A domain-specific language targets one problem domain with constructs that make common tasks concise and safe. Designing a DSL involves defining its grammar, semantics, and tooling; leveraging domain knowledge to provide abstractions that feel natural to users in that domain.
You already use domain-specific languages every day without thinking of them that way. SQL is a language designed specifically for database queries. Regular expressions are a language for pattern matching. CSS is a language for styling web pages. None of these are general-purpose — you would not write a web server in SQL or a sorting algorithm in CSS. Their power comes precisely from their narrowness: by targeting a specific problem domain, a domain-specific language (DSL) can offer concise, expressive syntax for common tasks that would require far more verbose code in a general-purpose language.
Designing a DSL starts with understanding the domain: who are the users, what operations do they perform repeatedly, and what errors do they commonly make? The grammar — which you know how to design from your work with context-free grammars and grammar engineering — should make the frequent operations short and natural while making dangerous operations difficult or impossible. A DSL for financial contracts might have built-in types for currencies and dates with automatic rounding rules, making it hard to accidentally mix dollars and euros. A DSL for hardware description might enforce timing constraints syntactically. The design principle is that domain knowledge should be encoded in the language itself, not left as conventions that users must remember.
DSLs fall into two broad categories. External DSLs have their own syntax, parser, and toolchain — SQL and LaTeX are examples. You build these using the full compiler pipeline: grammar design, parsing, semantic analysis, and either interpretation or code generation. Embedded DSLs (also called internal DSLs) live inside a host language, leveraging its syntax and toolchain. A fluent builder API in Python or a set of well-designed Haskell combinators can feel like a separate language while being valid host-language code. Embedded DSLs are cheaper to build — you skip writing a parser — but constrained by the host language's syntax rules. The choice between external and embedded depends on how much syntactic freedom the domain requires versus how much tooling effort you can invest.

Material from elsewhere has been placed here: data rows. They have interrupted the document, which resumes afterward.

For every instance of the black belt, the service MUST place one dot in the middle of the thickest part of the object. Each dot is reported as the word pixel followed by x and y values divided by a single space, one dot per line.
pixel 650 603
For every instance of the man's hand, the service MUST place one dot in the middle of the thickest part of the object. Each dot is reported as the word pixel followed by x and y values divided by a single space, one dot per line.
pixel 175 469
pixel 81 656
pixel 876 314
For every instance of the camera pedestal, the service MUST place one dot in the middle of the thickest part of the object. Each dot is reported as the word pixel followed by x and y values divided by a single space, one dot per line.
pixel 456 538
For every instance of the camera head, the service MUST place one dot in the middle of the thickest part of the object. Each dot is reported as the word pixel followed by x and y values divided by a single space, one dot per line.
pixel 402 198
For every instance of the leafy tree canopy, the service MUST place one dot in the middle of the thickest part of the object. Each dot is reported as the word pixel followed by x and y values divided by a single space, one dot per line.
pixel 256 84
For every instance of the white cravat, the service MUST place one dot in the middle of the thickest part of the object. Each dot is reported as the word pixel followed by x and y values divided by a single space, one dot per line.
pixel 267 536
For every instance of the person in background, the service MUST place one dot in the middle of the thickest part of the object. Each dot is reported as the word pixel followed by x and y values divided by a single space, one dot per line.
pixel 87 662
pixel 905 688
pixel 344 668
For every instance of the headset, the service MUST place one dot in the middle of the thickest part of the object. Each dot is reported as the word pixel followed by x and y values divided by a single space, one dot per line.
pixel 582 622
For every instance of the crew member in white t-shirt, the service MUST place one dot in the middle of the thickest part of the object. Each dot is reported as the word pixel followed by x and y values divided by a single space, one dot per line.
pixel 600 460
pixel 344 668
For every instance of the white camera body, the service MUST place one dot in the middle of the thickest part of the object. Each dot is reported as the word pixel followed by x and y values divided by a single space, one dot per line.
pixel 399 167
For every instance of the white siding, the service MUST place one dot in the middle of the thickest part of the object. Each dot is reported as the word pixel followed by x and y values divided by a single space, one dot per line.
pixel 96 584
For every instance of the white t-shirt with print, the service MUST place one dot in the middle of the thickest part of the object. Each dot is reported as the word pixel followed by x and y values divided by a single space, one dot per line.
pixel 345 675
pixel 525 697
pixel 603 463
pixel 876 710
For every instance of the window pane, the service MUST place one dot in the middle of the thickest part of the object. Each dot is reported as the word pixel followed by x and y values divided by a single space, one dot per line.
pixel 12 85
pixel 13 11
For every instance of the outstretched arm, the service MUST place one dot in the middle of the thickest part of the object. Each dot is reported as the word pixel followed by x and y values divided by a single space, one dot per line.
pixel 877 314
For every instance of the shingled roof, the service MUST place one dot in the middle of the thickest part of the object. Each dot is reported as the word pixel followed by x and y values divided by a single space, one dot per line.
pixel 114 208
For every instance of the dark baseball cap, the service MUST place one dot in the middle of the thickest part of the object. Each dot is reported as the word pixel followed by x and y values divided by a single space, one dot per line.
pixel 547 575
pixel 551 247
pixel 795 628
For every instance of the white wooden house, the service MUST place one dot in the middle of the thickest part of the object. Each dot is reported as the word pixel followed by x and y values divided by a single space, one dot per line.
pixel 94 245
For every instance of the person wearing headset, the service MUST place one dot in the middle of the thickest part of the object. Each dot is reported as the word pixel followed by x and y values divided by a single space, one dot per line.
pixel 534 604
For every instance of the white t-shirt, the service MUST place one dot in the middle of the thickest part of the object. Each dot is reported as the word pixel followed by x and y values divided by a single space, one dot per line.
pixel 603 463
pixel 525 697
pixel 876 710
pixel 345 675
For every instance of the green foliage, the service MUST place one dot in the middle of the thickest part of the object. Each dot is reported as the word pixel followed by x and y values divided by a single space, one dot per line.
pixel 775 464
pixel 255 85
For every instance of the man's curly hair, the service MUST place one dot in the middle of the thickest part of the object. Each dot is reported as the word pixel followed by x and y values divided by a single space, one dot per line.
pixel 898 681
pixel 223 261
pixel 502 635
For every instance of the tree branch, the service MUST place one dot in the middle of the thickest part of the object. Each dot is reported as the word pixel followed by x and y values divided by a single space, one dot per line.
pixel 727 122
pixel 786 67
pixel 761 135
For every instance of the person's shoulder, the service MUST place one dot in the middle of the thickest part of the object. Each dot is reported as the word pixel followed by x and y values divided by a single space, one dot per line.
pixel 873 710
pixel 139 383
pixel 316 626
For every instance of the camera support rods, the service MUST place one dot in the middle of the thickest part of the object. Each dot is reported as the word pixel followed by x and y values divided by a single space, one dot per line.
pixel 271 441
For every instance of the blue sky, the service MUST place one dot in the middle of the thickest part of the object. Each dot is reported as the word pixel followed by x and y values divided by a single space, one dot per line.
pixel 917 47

The implementation challenge for external DSLs is building a complete toolchain that domain experts — who are often not programmers — can use productively. This means not just a parser and runtime, but good error messages that speak in domain terms ("Invalid date range" rather than "Parse error at token 42"), an editor experience with syntax highlighting and autocompletion, and clear documentation using domain vocabulary. A well-designed DSL dramatically reduces the gap between domain thinking and code, enabling experts to express their intent directly rather than translating through a programmer intermediary. Getting this right requires iterative design with real users from the target domain, not just elegant grammar engineering in isolation.